Экономия на спичках

На прошлой неделе один из клиентов попросил посмотреть, что можно делать со стоимостью инфраструктуры. Счет за AWS уже перевалил за 200 баксов в месяц (при том что там крутится небольшая часть инфраструктуры) и клиент хотел сократить затраты.

Я пошел смотреть за что с нас берут деньги и заодно посмотрел и другие сервисы. После непродолжительного изучения счетов и биллинг историй я подсчитал, что всего на инфру тратится 550$. Из них 220$ на амазон, 300$ на jelastic и 30$ на heroku.

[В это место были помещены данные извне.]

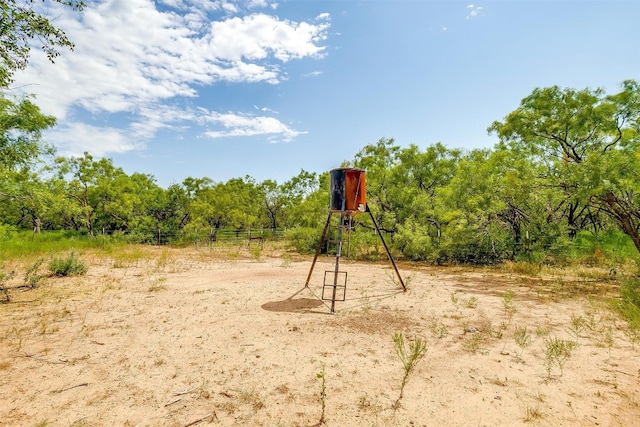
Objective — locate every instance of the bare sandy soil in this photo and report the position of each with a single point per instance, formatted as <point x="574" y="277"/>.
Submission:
<point x="179" y="337"/>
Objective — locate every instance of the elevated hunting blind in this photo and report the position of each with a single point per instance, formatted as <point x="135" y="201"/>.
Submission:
<point x="348" y="198"/>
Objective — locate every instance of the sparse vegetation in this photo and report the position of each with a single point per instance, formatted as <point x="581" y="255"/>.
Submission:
<point x="67" y="266"/>
<point x="557" y="352"/>
<point x="522" y="338"/>
<point x="323" y="395"/>
<point x="409" y="355"/>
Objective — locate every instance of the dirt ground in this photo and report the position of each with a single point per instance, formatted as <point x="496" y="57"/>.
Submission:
<point x="182" y="337"/>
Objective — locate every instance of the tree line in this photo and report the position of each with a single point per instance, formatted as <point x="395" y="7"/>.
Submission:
<point x="566" y="166"/>
<point x="567" y="162"/>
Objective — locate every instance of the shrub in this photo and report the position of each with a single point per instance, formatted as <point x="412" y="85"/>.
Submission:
<point x="69" y="266"/>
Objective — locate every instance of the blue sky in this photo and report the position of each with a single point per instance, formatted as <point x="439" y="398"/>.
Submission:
<point x="224" y="89"/>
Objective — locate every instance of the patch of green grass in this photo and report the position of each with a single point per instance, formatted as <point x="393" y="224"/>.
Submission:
<point x="629" y="305"/>
<point x="23" y="244"/>
<point x="67" y="266"/>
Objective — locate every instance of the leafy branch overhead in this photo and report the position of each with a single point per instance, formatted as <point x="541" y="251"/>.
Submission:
<point x="21" y="24"/>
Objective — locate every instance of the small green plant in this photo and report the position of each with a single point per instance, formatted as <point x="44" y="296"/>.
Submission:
<point x="532" y="414"/>
<point x="557" y="352"/>
<point x="323" y="394"/>
<point x="438" y="328"/>
<point x="577" y="325"/>
<point x="509" y="305"/>
<point x="409" y="355"/>
<point x="69" y="266"/>
<point x="31" y="276"/>
<point x="4" y="278"/>
<point x="454" y="297"/>
<point x="522" y="338"/>
<point x="472" y="302"/>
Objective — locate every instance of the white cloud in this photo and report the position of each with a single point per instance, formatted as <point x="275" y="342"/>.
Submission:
<point x="131" y="56"/>
<point x="73" y="139"/>
<point x="473" y="11"/>
<point x="231" y="125"/>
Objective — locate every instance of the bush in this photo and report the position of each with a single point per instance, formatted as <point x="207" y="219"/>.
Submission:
<point x="303" y="239"/>
<point x="69" y="266"/>
<point x="630" y="302"/>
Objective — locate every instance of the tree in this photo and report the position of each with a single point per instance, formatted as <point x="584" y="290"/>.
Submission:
<point x="21" y="127"/>
<point x="20" y="24"/>
<point x="588" y="143"/>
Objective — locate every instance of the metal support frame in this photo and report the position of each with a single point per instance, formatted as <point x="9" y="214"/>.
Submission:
<point x="336" y="271"/>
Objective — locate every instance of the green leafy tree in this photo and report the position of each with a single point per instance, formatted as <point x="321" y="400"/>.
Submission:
<point x="588" y="144"/>
<point x="23" y="23"/>
<point x="21" y="146"/>
<point x="101" y="195"/>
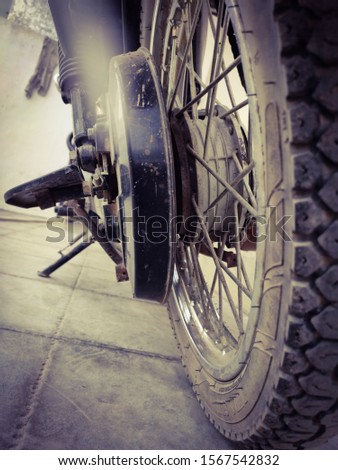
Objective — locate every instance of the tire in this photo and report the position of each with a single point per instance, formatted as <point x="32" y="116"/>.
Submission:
<point x="272" y="380"/>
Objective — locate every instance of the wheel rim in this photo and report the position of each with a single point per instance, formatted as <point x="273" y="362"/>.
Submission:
<point x="217" y="303"/>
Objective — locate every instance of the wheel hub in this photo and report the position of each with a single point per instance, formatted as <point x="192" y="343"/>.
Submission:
<point x="223" y="155"/>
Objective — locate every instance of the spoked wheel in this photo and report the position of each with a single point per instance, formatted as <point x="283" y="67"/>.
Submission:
<point x="249" y="97"/>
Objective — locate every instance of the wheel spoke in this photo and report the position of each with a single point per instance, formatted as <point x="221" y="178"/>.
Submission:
<point x="234" y="109"/>
<point x="218" y="266"/>
<point x="171" y="98"/>
<point x="247" y="187"/>
<point x="239" y="265"/>
<point x="234" y="183"/>
<point x="228" y="186"/>
<point x="211" y="85"/>
<point x="216" y="56"/>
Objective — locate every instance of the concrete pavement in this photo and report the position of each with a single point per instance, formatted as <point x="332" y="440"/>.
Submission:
<point x="83" y="366"/>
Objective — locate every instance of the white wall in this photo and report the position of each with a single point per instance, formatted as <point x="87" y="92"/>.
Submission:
<point x="33" y="131"/>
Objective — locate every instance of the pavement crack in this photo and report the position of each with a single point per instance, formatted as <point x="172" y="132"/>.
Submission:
<point x="99" y="346"/>
<point x="32" y="402"/>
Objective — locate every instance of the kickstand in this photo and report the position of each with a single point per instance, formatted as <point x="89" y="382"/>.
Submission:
<point x="68" y="256"/>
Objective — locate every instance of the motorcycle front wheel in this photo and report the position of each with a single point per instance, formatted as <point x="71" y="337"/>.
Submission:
<point x="251" y="95"/>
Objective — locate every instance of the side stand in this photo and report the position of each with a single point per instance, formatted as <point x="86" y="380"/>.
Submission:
<point x="67" y="257"/>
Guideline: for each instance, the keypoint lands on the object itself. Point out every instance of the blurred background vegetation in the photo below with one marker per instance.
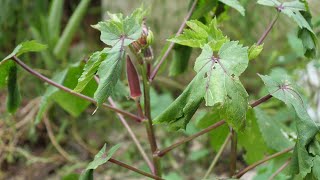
(26, 151)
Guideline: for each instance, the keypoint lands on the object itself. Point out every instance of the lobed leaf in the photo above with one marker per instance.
(234, 4)
(222, 83)
(282, 87)
(90, 69)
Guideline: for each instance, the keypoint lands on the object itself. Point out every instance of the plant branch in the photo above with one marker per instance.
(233, 156)
(266, 32)
(132, 135)
(70, 91)
(204, 131)
(155, 71)
(148, 123)
(216, 158)
(54, 142)
(280, 169)
(252, 166)
(134, 169)
(261, 100)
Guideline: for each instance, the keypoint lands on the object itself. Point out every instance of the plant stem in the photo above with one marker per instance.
(204, 131)
(70, 91)
(252, 166)
(54, 142)
(155, 71)
(261, 100)
(280, 169)
(266, 32)
(216, 158)
(233, 156)
(133, 137)
(148, 123)
(134, 169)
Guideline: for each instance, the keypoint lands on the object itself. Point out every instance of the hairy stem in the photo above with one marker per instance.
(148, 123)
(70, 91)
(252, 166)
(216, 158)
(132, 135)
(204, 131)
(280, 169)
(233, 156)
(261, 100)
(266, 32)
(155, 71)
(119, 163)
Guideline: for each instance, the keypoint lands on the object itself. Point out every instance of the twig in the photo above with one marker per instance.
(70, 91)
(204, 131)
(252, 166)
(216, 158)
(280, 169)
(233, 156)
(134, 169)
(132, 135)
(155, 71)
(266, 32)
(261, 100)
(54, 142)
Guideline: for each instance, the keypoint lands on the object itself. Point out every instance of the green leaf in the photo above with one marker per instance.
(199, 34)
(222, 80)
(118, 32)
(101, 158)
(27, 46)
(179, 113)
(45, 99)
(275, 134)
(109, 73)
(90, 69)
(234, 4)
(14, 97)
(283, 88)
(254, 51)
(4, 72)
(180, 61)
(251, 140)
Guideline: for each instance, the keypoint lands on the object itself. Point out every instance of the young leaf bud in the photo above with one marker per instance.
(133, 80)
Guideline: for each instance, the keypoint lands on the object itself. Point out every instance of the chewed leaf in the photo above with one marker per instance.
(282, 87)
(222, 84)
(179, 113)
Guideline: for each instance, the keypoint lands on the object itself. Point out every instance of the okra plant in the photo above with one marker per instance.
(216, 87)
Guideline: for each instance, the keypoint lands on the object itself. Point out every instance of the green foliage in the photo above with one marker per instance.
(282, 87)
(179, 113)
(251, 140)
(73, 105)
(101, 158)
(90, 69)
(199, 34)
(234, 4)
(271, 128)
(222, 84)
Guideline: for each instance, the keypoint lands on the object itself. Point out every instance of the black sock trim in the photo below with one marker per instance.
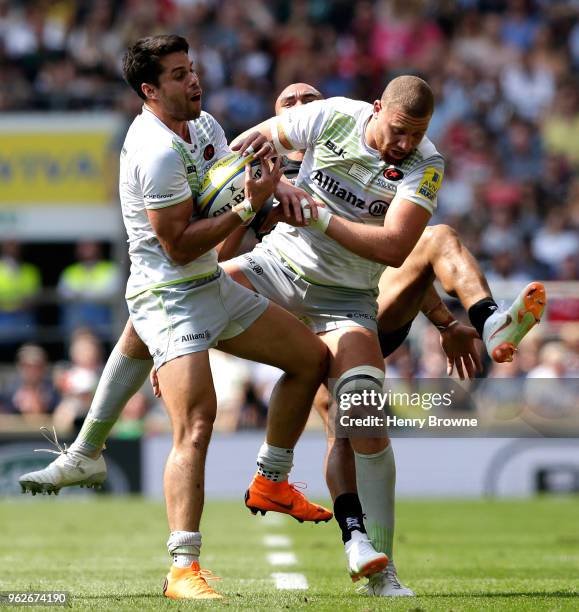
(479, 312)
(349, 515)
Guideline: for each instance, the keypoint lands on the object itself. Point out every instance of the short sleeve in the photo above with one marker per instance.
(302, 125)
(421, 186)
(162, 177)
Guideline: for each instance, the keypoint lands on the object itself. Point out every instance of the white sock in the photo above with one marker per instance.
(122, 377)
(376, 479)
(185, 547)
(274, 463)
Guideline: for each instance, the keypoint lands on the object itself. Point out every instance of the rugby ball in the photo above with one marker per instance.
(223, 185)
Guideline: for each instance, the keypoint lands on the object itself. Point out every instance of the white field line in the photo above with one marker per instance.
(275, 541)
(282, 558)
(290, 581)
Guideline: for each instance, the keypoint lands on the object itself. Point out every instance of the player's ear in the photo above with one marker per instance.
(149, 91)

Цена за Jelastic меня немного удивила, поэтому я пошел копать детальнее и обнаружил интересную вещь—если держать окружение выключенным, до деньги за использование cpu/ram не будут списываться, а вот за диск—будут. У нас висело несколько бекапов баз, которые кушали прилично места. Еще несколько серверов не использовались или были deprecated, и просто ели деньги не принося взамен большой ценности. Я убрал все что было и так выключено, удалил пару старых серверов, что в сумме, по моим прикидкам, дало экономию в 90$. Посмотрев на остальные траты и оценив стоимость сервера к мощностям которые он предоставляет я подумал что надо бы паковать все микросервисы в nomad/k8s и съезжать на три сервера средней толщины на каком-нибудь yandex cloud — можно будет сэкономить еще 100$ точно. Но это потом. Вся работа заняла максимум час.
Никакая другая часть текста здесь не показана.